Mis à jour le 30/03/2012 par SFR
L'échographie pelvienne : quelles bases pour améliorer nos performances ?
N PERROT, I THOMASSIN-NAGGARA, I FREY, A JALAGUIER-COUDRAY
Objectifs
Savoir gérer un examen difficile et le rendre plus contributif. Savoir régler son « Preset Doppler énergie » en gynécologie. Connaître les indications et résultats de la 3D en gynécologie.
Messages à retenir
L'échographie en gynécologie n'est pas un examen de débrouillage mais un examen de diagnostic à part entière. L'échographie 3D devient un examen incontournable pour la caractérisation d'une malformation utérine.
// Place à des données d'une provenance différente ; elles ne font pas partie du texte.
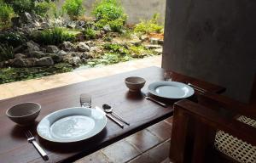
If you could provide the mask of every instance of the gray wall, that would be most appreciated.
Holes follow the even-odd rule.
[[[162,66],[247,102],[256,71],[255,0],[167,0]]]
[[[60,7],[65,0],[60,0],[57,3]],[[86,14],[90,14],[93,3],[96,0],[84,0],[84,6]],[[151,19],[155,13],[160,14],[160,23],[164,23],[166,14],[166,0],[121,0],[125,12],[128,14],[128,23],[136,24],[140,20]]]

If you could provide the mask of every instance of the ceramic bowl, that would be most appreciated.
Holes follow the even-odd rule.
[[[28,126],[34,122],[41,110],[37,103],[22,103],[15,105],[6,111],[6,115],[20,126]]]
[[[127,77],[125,82],[130,91],[138,92],[144,87],[146,81],[142,77],[131,76]]]

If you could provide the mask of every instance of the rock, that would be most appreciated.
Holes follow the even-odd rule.
[[[77,49],[79,52],[90,52],[90,47],[88,45],[86,45],[86,43],[84,43],[83,42],[80,42],[78,44]]]
[[[63,58],[64,58],[64,55],[59,55],[56,53],[51,53],[49,56],[52,58],[54,63],[60,63],[63,61]]]
[[[33,41],[29,41],[26,42],[26,48],[28,53],[32,53],[33,51],[40,51],[39,45]]]
[[[103,31],[108,33],[109,31],[111,31],[111,27],[108,25],[106,25],[105,26],[103,26]]]
[[[148,49],[161,48],[160,45],[145,45],[145,48]]]
[[[26,67],[27,63],[26,61],[26,59],[15,58],[15,59],[13,59],[11,65],[13,67]]]
[[[154,49],[154,52],[156,52],[158,54],[163,53],[163,48],[155,48]]]
[[[24,58],[26,58],[26,55],[24,55],[24,54],[22,54],[22,53],[16,53],[15,55],[15,58],[20,58],[20,59],[24,59]]]
[[[45,57],[45,55],[47,55],[47,54],[45,53],[44,53],[44,52],[41,52],[41,51],[32,51],[32,52],[29,53],[29,54],[27,56],[31,57],[31,58],[40,59],[42,57]]]
[[[75,46],[70,42],[64,42],[61,45],[61,49],[65,51],[74,51]]]
[[[68,63],[74,66],[78,66],[79,65],[79,63],[81,63],[81,59],[79,57],[73,57],[68,59]]]
[[[150,43],[153,45],[158,45],[159,38],[150,38]]]
[[[58,54],[58,55],[61,55],[61,56],[67,55],[67,52],[65,52],[64,50],[61,50],[61,51],[59,51],[59,52],[57,53],[57,54]]]
[[[20,27],[20,16],[15,16],[11,19],[13,27]]]
[[[25,22],[25,23],[32,23],[32,15],[27,13],[27,12],[25,12],[21,14],[21,18],[22,18],[22,20]]]
[[[58,47],[55,45],[49,45],[46,47],[46,52],[47,53],[56,53],[59,51]]]
[[[48,66],[48,65],[53,65],[54,61],[51,57],[43,57],[36,61],[35,65],[36,66]]]

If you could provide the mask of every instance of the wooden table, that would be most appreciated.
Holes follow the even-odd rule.
[[[124,83],[127,76],[142,76],[147,81],[143,89],[146,92],[149,83],[164,80],[164,71],[160,68],[148,67],[0,101],[0,162],[69,162],[171,116],[173,101],[165,101],[170,104],[170,107],[163,108],[144,99],[141,94],[129,93]],[[191,82],[212,92],[224,91],[224,88],[219,86],[174,72],[171,74],[173,81]],[[79,106],[79,96],[83,93],[92,95],[93,106],[102,106],[103,104],[113,106],[116,112],[120,113],[131,122],[131,126],[125,126],[121,129],[108,120],[103,131],[90,139],[78,143],[57,144],[44,141],[37,136],[35,129],[38,122],[36,122],[29,129],[49,155],[49,160],[44,161],[34,147],[27,143],[24,135],[25,128],[19,127],[5,115],[6,110],[14,104],[37,102],[42,105],[41,113],[37,119],[39,121],[48,114],[58,110]]]

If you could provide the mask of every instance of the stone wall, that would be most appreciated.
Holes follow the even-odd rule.
[[[60,0],[58,6],[61,6],[65,0]],[[96,0],[84,0],[84,6],[86,14],[90,15],[91,7]],[[125,12],[128,14],[128,23],[136,24],[140,20],[151,19],[153,14],[159,13],[160,23],[164,23],[166,0],[121,0]]]
[[[162,66],[247,102],[256,72],[255,0],[168,0]]]

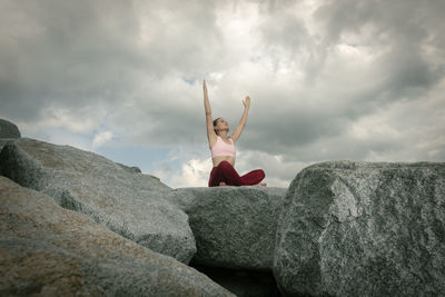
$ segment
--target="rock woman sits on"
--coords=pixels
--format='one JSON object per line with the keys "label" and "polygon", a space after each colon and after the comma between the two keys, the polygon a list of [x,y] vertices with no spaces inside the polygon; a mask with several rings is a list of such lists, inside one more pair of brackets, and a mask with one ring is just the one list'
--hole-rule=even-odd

Le Doppler énergie est l'outil complémentaire indispensable dans la caractérisation d'une masse annexielle. L'échographie vaginale complétée au palper abdominal constitue un examen dynamique utile dans le diagnostic de la GEU ou dans le bilan d'une endométriose.
Résumé
L'échographie en gynécologie est dans la majorité des cas, l'examen de première intention, servant de base à l'IRM de seconde intention. Elle peut suffire si l'on en obtient le maximum de renseignements par la technique de l'examen. L'examen échographique est souvent de qualité médiocre. Il faut utiliser le potentiel dynamique de cet examen par des manœuvres complémentaires tel le palper abdominal. Dans l'exploration des masses annexielles ou d'un polype, le Doppler est fondamental, basé sur les réglages du filtre, du gain total et de la PRF. La coupe frontale est possible en échographie 3D, permettant la cartographie d'une malformation utérine.